“L’edilizia carceraria non risolve un problema che attraversa tutta la società, anche fuori dalle celle. Viviamo in società in cui non ci si prende efficacemente cura di marginalità e fragilità”
Dmitrij Palagi, Antonella Bundu – Sinistra Progetto Comune
Massimo Lensi – Associazione Progetto Firenze
Lo studio del Garante nazionale delle persone private della libertà in merito ai suicidi nelle carceri italiane, pone l’accento sul carcere di Sollicciano, in cima alle statistiche per numero di morti e tentativi di togliersi la vita. Ieri, invece, il Ministro della Giustizia ha presentato le linee programmatiche del suo dicastero di fronte alla Commissione Giustizia del Senato. In estrema sintesi: molta, moltissima attenzione al processo penale e al Csm, solita routine sul carcere (spazio alle misure alternative). Ed è proprio quel programma che il ministro è stato chiamato a realizzare dal nuovo Governo: la riforma del processo, non dell’esecuzione di pena. Un garantismo pur sempre carcerocentrico.

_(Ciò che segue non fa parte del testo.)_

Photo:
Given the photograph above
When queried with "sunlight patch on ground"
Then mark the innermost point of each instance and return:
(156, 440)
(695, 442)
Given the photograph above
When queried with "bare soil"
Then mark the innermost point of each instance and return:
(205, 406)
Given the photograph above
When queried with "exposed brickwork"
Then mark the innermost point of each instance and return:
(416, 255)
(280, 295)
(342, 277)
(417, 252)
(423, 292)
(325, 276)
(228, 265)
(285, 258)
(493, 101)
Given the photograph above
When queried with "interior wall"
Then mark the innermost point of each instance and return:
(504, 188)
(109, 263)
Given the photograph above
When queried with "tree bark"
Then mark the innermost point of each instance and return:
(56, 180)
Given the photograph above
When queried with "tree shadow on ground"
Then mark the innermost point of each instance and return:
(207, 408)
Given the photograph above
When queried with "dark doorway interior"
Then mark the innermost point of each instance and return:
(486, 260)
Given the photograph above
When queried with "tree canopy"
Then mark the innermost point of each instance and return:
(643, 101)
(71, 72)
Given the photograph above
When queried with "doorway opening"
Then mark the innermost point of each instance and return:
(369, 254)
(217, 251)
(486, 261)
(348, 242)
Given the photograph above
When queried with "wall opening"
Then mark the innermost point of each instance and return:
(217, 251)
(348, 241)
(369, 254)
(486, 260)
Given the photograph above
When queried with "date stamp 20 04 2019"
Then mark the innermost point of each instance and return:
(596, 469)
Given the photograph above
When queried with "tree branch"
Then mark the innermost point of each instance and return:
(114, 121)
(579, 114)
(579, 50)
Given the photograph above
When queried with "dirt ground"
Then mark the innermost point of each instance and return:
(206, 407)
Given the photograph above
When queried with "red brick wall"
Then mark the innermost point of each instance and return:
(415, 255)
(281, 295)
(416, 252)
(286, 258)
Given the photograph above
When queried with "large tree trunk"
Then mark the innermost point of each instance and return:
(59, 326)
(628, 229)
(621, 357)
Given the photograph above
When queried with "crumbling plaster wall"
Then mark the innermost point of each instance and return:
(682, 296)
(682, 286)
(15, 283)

Centrali, invece, sono le parole con cui il Garante nazionale evidenzia che il fenomeno suicidario sia difficile da ricondurre alla durata della detenzione o alle condizioni in cui ci si ritrova a vivere (che certo hanno un loro peso, ma non appare come la questione centrale). Per il Garante l’analisi dei casi dei suicidi in carcere conferma la necessità di un discorso pubblico sulla pena. Il tema della salute mentale non rimane isolato all’interno degli istituti penitenziari. Viene da “fuori”, dalle nostre città, entra ed esce da quegli “altrove” in cui si finisce per essere rifiuti, dimenticati dalla collettività, con l’eccezione di associazioni e qualche ente.
Pensiamo sia urgente che il sistema politico e istituzionale promuova momenti di discussione, a partire dallo studio a cura dell’Unità Privazione della libertà in ambito penale, pubblicato in questi giorni.
Se per puro caso del destino la marcia delle riforme contemplasse un rinnovamento complessivo del diritto penale sostanziale e processuale e del diritto penitenziario, e unisse il piano dei diritti dell’imputato/dell’imputata con le ragioni di un nuovo senso della pena, il risultato finale potrebbe anche dare una svolta significativa alla giustizia in Italia. Ma, senza il primo, il secondo non avrebbe senso, e viceversa.
Per queste ragioni, rivolgiamo un invito al Sindaco affinché non eluda il problema di fondo e non stia troppo a traccheggiare sul degrado del principale istituto penale fiorentino, che esiste e va risolto urgentemente. Il nesso tra carcere e città è fondamentale, adottando però linee innovative e coraggiose che superino le stesse misure alternative o i progetti di nuova edilizia carceraria in spazi dismessi come le vecchie caserme militari. La missione è politica, e non soltanto amministrativa, perché è nello spazio politico che oggi le riforme in materia di giustizia e di esecuzione di pena potrebbero trovare una nuova e felice sintesi.